Last year at this time, Brown was still an assistant coach with the San Antonio Spurs when the Sixers' rookies and free-agent hopefuls were trying to make impressions in summer-league play.
Sixers general manager Sam Hinkie did not hire Brown as coach until August. Brown's first chance to make a first impression was missed.
In the 2013 summer leagues, Michael Curry and Aaron McKie, both holdovers from the staff of former head coach Doug Collins, coached the team. It wasn't that Curry and McKie did not perform their duties professionally, but both knew they unlikely would be included on the staff of the new head coach.
And to be fair, they could not have been blamed if their thoughts were also divided about where they were going to be working come the 2013-14 season.
But more than anything, it was about the players.
The young Sixers, including 2013 first-round pick Michael Carter-Williams, knew the franchise was going under a major transition, but in their first experience with the team, they had no idea who would be the coach leading them into the future.

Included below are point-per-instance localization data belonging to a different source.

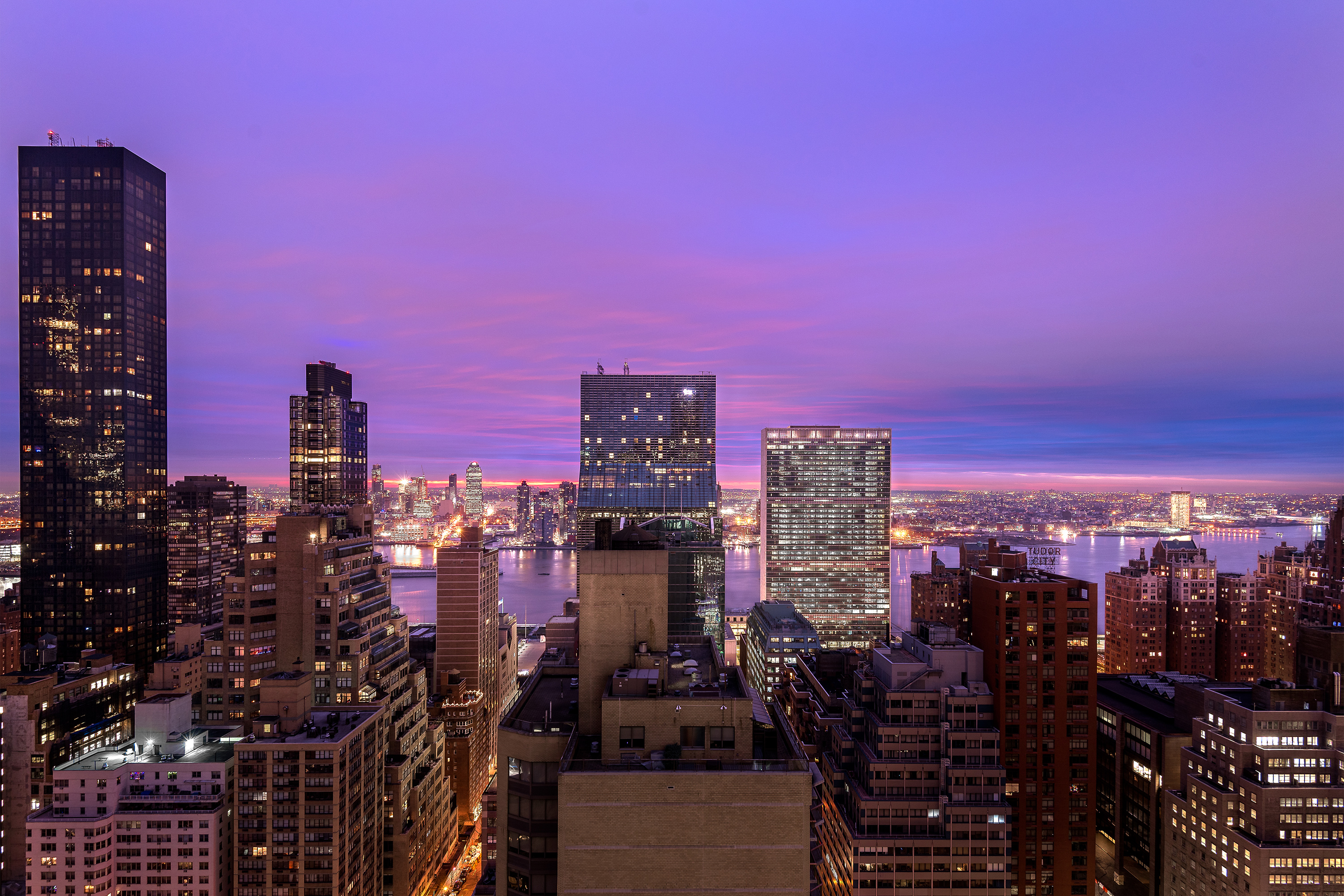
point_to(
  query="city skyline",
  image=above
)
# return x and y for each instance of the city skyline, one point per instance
(863, 252)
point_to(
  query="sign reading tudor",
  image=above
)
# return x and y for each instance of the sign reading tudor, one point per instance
(1045, 556)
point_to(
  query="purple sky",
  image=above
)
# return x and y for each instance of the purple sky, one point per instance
(1076, 245)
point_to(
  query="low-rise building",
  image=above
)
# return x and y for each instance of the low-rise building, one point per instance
(912, 785)
(943, 595)
(311, 809)
(1139, 743)
(1257, 806)
(635, 765)
(53, 715)
(151, 816)
(777, 634)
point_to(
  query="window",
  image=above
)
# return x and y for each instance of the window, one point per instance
(721, 738)
(535, 809)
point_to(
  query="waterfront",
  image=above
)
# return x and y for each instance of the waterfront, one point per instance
(535, 583)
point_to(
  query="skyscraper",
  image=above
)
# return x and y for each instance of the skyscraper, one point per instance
(647, 448)
(826, 524)
(378, 492)
(523, 508)
(328, 441)
(474, 500)
(1180, 509)
(467, 660)
(312, 589)
(207, 531)
(92, 401)
(1038, 634)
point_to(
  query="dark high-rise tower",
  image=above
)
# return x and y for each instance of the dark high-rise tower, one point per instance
(92, 401)
(328, 441)
(647, 448)
(207, 535)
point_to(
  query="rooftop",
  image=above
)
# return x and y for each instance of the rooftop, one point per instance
(783, 616)
(1151, 699)
(323, 726)
(549, 703)
(217, 746)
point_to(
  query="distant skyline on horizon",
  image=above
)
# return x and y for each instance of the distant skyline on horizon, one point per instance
(1096, 250)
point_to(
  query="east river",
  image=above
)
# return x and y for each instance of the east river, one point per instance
(535, 583)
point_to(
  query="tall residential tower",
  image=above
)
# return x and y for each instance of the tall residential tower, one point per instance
(328, 441)
(92, 401)
(826, 524)
(647, 448)
(474, 499)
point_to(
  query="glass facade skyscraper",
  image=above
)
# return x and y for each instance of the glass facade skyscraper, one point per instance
(695, 578)
(92, 401)
(647, 448)
(328, 441)
(826, 528)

With no head coach and little guidance into the philosophies and style of play the organization would take, the 2013 summer leagues were a lost exercise for the entire Sixers organization.

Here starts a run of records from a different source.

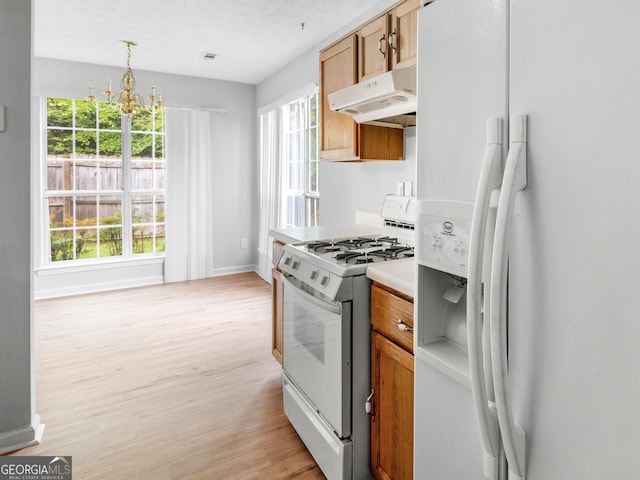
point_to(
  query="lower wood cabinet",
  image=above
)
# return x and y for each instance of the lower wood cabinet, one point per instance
(392, 367)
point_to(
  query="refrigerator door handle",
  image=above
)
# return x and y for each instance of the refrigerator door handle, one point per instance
(515, 180)
(490, 177)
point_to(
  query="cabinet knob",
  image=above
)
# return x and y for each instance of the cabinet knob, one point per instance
(392, 40)
(404, 327)
(381, 44)
(367, 404)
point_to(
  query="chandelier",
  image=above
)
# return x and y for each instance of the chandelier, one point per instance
(128, 100)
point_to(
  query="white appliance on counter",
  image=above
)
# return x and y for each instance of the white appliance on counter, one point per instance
(327, 339)
(536, 381)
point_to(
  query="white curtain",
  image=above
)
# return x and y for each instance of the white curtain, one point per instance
(269, 187)
(189, 230)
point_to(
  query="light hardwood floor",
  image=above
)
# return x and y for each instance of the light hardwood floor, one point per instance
(172, 381)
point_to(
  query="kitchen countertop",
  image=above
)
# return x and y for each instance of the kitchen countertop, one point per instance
(308, 234)
(398, 275)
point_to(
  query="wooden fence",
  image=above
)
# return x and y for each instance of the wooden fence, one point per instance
(104, 175)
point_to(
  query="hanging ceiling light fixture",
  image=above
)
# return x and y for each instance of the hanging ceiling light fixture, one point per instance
(128, 100)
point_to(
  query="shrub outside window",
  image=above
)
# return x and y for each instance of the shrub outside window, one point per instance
(105, 181)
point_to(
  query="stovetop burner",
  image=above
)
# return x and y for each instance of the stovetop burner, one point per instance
(350, 244)
(356, 257)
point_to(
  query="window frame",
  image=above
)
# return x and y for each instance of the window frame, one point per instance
(309, 195)
(42, 221)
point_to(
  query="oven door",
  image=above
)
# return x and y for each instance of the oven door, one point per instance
(317, 351)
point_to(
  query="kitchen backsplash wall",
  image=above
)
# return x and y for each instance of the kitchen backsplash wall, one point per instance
(349, 187)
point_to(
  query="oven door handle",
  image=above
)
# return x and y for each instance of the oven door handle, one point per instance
(333, 307)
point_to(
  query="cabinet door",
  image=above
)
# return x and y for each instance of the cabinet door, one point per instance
(392, 410)
(277, 299)
(373, 54)
(338, 71)
(403, 38)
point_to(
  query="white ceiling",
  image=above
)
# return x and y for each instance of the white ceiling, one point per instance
(252, 38)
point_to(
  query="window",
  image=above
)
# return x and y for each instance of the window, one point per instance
(105, 181)
(300, 162)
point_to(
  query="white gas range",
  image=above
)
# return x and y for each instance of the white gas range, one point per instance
(326, 326)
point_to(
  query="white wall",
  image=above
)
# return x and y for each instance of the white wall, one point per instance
(234, 137)
(19, 425)
(345, 187)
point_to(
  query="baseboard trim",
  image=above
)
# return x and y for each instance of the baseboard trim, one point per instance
(22, 437)
(218, 272)
(97, 287)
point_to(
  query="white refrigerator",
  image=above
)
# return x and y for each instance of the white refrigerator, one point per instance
(545, 385)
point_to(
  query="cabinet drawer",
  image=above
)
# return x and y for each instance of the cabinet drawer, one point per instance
(389, 313)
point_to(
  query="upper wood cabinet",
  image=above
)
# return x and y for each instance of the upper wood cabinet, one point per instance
(337, 71)
(342, 138)
(373, 58)
(360, 55)
(403, 34)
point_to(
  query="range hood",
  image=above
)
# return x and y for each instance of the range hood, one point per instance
(388, 99)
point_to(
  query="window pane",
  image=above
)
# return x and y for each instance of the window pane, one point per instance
(86, 142)
(62, 244)
(110, 144)
(109, 117)
(60, 212)
(110, 174)
(86, 173)
(314, 210)
(159, 208)
(160, 169)
(86, 243)
(159, 144)
(111, 241)
(110, 210)
(85, 114)
(160, 245)
(142, 121)
(84, 158)
(59, 112)
(58, 173)
(159, 120)
(141, 145)
(60, 142)
(295, 211)
(86, 211)
(142, 208)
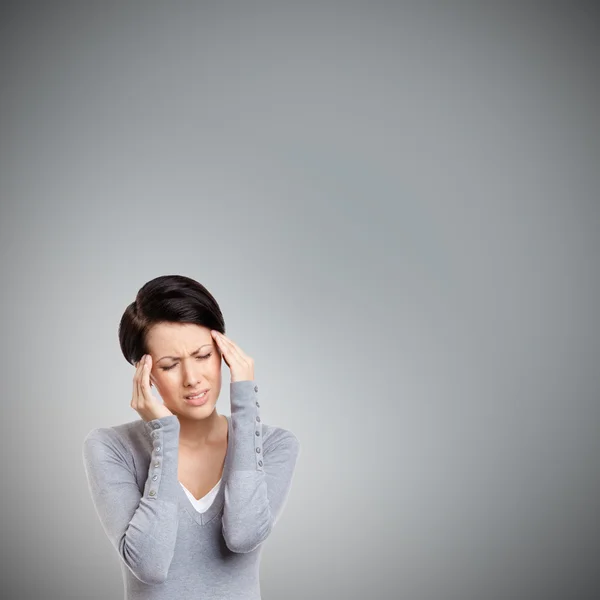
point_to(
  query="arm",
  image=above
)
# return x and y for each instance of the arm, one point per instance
(261, 475)
(141, 527)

That was a huge deal for Brown, who was being asked to be the director of Hinkie's massive plan to blow up and then reconstruct the Sixers.
I'll give Brown credit, because he tried to be as insightful as he could about the team at his introductory news conference last August, but it became quickly obvious that most of the people asking the questions knew more about the makeup and character of the Sixers at that time than Brown did.
The start of Brown's first training camp was more like a "Hello, glad to meet you," session than actual practice.
That won't be the case this year, when the Sixers open training camp for the 2014-15 season. Brown is a year into the job, and those who played for him last season know his expectations and most of the newcomeers will have at least had a taste of what to expect because of the summer leagues.
To most fans, summer-league play is viewed as little more than glorified pickup games, but for the folks who make livings building teams, it is a valuable learning opportunity.
Eagles second-year coach Chip Kelly had talked about how much efficiently things ran during his second year of OTAs and minicamps because he simply was familiar with his players.
It helps the Sixers' program that Brown and his staff were able to have a 4-day minicamp before heading to Orlando for the first games.
Not only were they able to lay a foundation for what they expected, but they also were able to get a taste for which players might be worth watching or to see whether they were something special.
No player will make an NBA roster based solely on summer-league play, but the sharp evaluator can separate potential diamonds in the rough from those who are not worth wasting valuable training camp time on.
I can't say this for sure, but perhaps if Brown had been hired and had a staff in place before the 2013 summer leagues, the Sixers might not have had to spend so much time revolving D-League players on 10-day contracts throughout the season.
Maybe with Brown able to watch and, by proxy, coach the Sixers' 2014 summer-league teams, he'll start training camp knowing that second-round picks such as McDaniels, Jordan McCrae and Jerami Grant showed some signs that they could hold down the roles of strengthening the bench.
Perhaps Brown will push Hinkie to sign a guy such as Ware or Roberts to a contract to get them into training camp, because they might have those intangibles needed to make it in the NBA.
After seeing his young players during the summer, Brown should have a better idea of his team's most pressing needs and give Hinkie a little guidance as he goes about using that ample salary-cap space to at least meet the league minumum for team salary.
At least this season when Brown opens training camp, he won't have to operate in complete blindness about what he has or might have on his roster.